Adam points to a new study estimating a 400K social value of a good teacher. This is in line with other recent estimates. I want to make a couple of notes on how to think about that.
1) Social value isn’t a feel good concept. Hanuschek limits himself to future earnings of the students. The other big drivers are always crime reduction and public assistance reduction. So we are saying better teachers lead to higher wages, lower crime and less welfare. This is a far cry from trying to put numbers on soft factors like civic engagement.
2) As big as these numbers are they actually accord with the way people behave. In areas where private school dominates, parents obsess over getting Johnny into the right private school. There are obviously some peer factors at work here but at its heart a school is primarily a collection of teachers and classrooms. Unless we think the classrooms are really, really good, then the parents are implicitly obsessing over getting the right teachers.
Some of the most gripping scenes in a recent controversial movie shows parents in tears and praying over whether or not their child will win the lottery for entry into a particular school.
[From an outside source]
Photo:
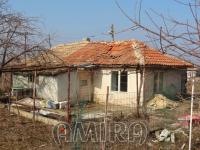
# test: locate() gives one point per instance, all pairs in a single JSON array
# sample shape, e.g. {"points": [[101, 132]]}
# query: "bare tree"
{"points": [[20, 38], [177, 37]]}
Rarely do you see people crying and praying that they will get into say, a T.G.I.Fridays. There are some fine dining establishments in New York and elsewhere that might be a different matter.
Yet, we notice that when people are on their knees hoping that God will intervene to get them into a place, that typically translates into a high market value of said place.
So we get big numbers, but people also act like their ought to be big numbers.
3) Not only are university professors paid more than K12 teachers but the pay per instructional hour differs wildly because professors spend so little of their time instructing. We can have a whole debate about why that it is but at the end of the day the market is telling us that the value per hour of professorial instruction is extremely high.
Yet, our science tells gives us strong reason to believe that K12 instruction should be more valuable. In general the older one gets the less impact good education seems to have. Giving someone a great college professor should be less impactful then giving them a great Kindergarten teacher.
Now, it could simply be that the technical nature of university instruction means that great professors are in short supply, while there are plenty of great Kindergarten teachers. Thus, the short supply drives the wages of professors higher. That implies, however, that there is enormous consumer surplus just raining out every single Kindergarten classroom.
That’s not how parent behave. They behave as if some Kindergartens are much better than others. With very low prices on Kindergarten instruction, that looks like market failure.
4) I want to leave as light a touch as I can here but let me simply say that when market forces control neither the quantity nor the price in a market, the observed prices can diverge wildly from the optimum even when those setting the price and quantity have the best of intentions.
That is, if finding the best teachers is worth upwards of half-a-million a year then something is seriously going wrong in the structure of education. However, with no market check its entirely possible for things to go really, really wrong.
Now since there is no restriction on the production of private K12 education we would expect it to eventually come to dominate. The key thing to remember, however, is that there are credit constraints. The children are the ones who are going to be making the extra money, not the parents. The children can’t borrow because kids can’t enter into binding contracts. The parents can’t borrow because they themselves won’t actually have any higher earning capacity with which to repay the loan.
You could try to arrange something where the parents borrowed and then sought to guilt the children into paying the loan back but there is serious moral hazard here since its fully and totally in the parents interest to simply default and let their kid walk away with a great education and no debt.
Thus you have a major problem where no one in the private market can make a creditable commitment to repay the schools for the future value they produce.
5) Where we do see something like strategic behavior emerging is in the housing market. By buying into an expensive school district parents are able to credibly amortize the value of education by linking it to the physical house. Though no one can repossess your kids education they can take back your educational golden ticket: a house in the right district.
Thus we would expect to see skyrocketing prices as people compete for this valuable resource through side channels. Indeed, it does look like that happens.